Chevrolet readies the 'Matchbox' cars 


By Karl Greenberg
MediaPost Publications

(August 7, 2010) General Motors' fate rests on Chevrolet like a pallet of hay on the flatbed of a Silverado truck. The automaker's core division, which gets well over $600 million of the $1.5 billion-plus marketing budget, has shifted from low gear to at least third in recent months, with strong sales of Equinox, Malibu — and now, the Silverado Heavy Duty.

But if ever there was a year in which Chevrolet — and by extension new agency Goodby, Silverstein and Partners — must make good on the car side of the equation, it's the 2011/12 model years.
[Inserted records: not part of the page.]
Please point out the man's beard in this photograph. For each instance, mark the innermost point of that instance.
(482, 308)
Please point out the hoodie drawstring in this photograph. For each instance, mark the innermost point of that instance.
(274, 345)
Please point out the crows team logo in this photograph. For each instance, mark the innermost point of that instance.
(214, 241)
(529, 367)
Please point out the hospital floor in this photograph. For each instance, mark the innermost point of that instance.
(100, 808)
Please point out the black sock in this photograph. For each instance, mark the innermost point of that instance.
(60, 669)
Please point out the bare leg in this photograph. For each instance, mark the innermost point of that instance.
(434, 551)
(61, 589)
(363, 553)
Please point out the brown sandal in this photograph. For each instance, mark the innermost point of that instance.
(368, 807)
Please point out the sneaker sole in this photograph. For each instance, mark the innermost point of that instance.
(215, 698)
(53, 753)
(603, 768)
That's when Chevrolet, whose sales are up 27 percent year-to-date, launches three critical vehicles: one that puts the division in the nascent electric-car field, and two that must prove to the auto-buying public that Chevrolet is for real in the compact and subcompact segments, two regions in which it has languished for many moons.
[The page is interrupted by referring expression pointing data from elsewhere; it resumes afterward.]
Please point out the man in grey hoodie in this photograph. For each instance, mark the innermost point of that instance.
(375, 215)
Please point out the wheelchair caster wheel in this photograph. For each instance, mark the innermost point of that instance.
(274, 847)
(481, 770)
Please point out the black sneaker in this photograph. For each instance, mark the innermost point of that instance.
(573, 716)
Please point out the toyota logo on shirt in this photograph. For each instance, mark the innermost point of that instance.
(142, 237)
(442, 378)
The compact region of the market — the second-largest, which constitutes over 15 percent of total auto sales — has been dominated for years by Honda Civic and Toyota Corolla, and Ford's Focus has been the domestic player with teeth in the segment.
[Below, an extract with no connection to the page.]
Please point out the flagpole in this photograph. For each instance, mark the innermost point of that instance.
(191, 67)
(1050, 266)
But this fall, Chevrolet will launch the Cruze in that crowded region. And next year, out comes a new version of Aveo, which started life in 2004 as a GM-badged Daewoo, fruit of General Motors' relationship with the Korean company. But the new Aveo — a subcompact to compete with vehicles like Honda Fit, Toyota Yaris, Nissan Versa and Ford's Fiesta is like Cruze, a GM-designed global car.

Jim Campbell, VP marketing for the division, says a newly launched raft of ads is based on a popular 70-second Web video by Campbell-Ewald (which will henceforth be doing CRM and dealer group ads). The video shows a truck towing a trailer. The truck comes apart like origami to reveal the underpinnings of the vehicle.

"We had a really good response to that animation, so we made 30- and 15-second versions." He says two other commercials for the Silverado HD begin airing in the next couple of weeks. These show the truck taking on very steep terrain. Campbell says Chevy is putting so much effort into HD partly because it serves as a halo vehicle for the much bigger-selling, full-sized Silverado pickup.

Campbell says Cruze, launching next month, benefits from being the new kid on the block. "We have a window of time here: Honda pushed back the launch of their new vehicle about six months; Corolla, we don't know when they are launching but it's at least a year out.

Then there is Ford Focus, which will be coming out sometime in the first quarter, and [Hyundai] Elantra in the first or second quarter," he says. "So there's a lot of activity coming, but we have this window in the fall and part of spring where it's us against the older models."

Chevrolet talking points on Cruze will be safety, fuel efficiency, premium appointments, ride handling and durability. And thw fact that the car is global. The Chevy Cruze Web site, for instance, pitches the vehicle as something of a world traveler, getting torturous tests in places like Arabia, Scandinavia, Thailand, Venezuela and the Sahara.

The plan will be to talk about the vehicle's safety appointments -- with 10 airbags standard versus the segment's usual 6. Campbell says that in the 60 countries in which the vehicle has been sold already, it has earned the highest safety rating in all of them. The company is launching an Eco version of the car later this year that gets 40 mpg. "The Eco Cruze may be as high as 20% of the business," he says.

"The compact segment really has two groups of buyers: the entry-level customers and young families, and then folks whose kids have moved out of the house, so sometimes people come into the segment who are downsizing from mid-sized cars. Campbell says sales data on recent Chevrolet vehicles suggest Cruze will conquest non-GM brands.

"Equinox [Chevrolet's compact crossover] is conquesting very well; over 40 percent of people who buy Equinox are new to GM." He says the same is true for Chevy's Camaro, a convertible version of which debuts next year.

The Traverse mid-sized crossover led its segment last year and is "a few thousand units behind Edge this year," he says.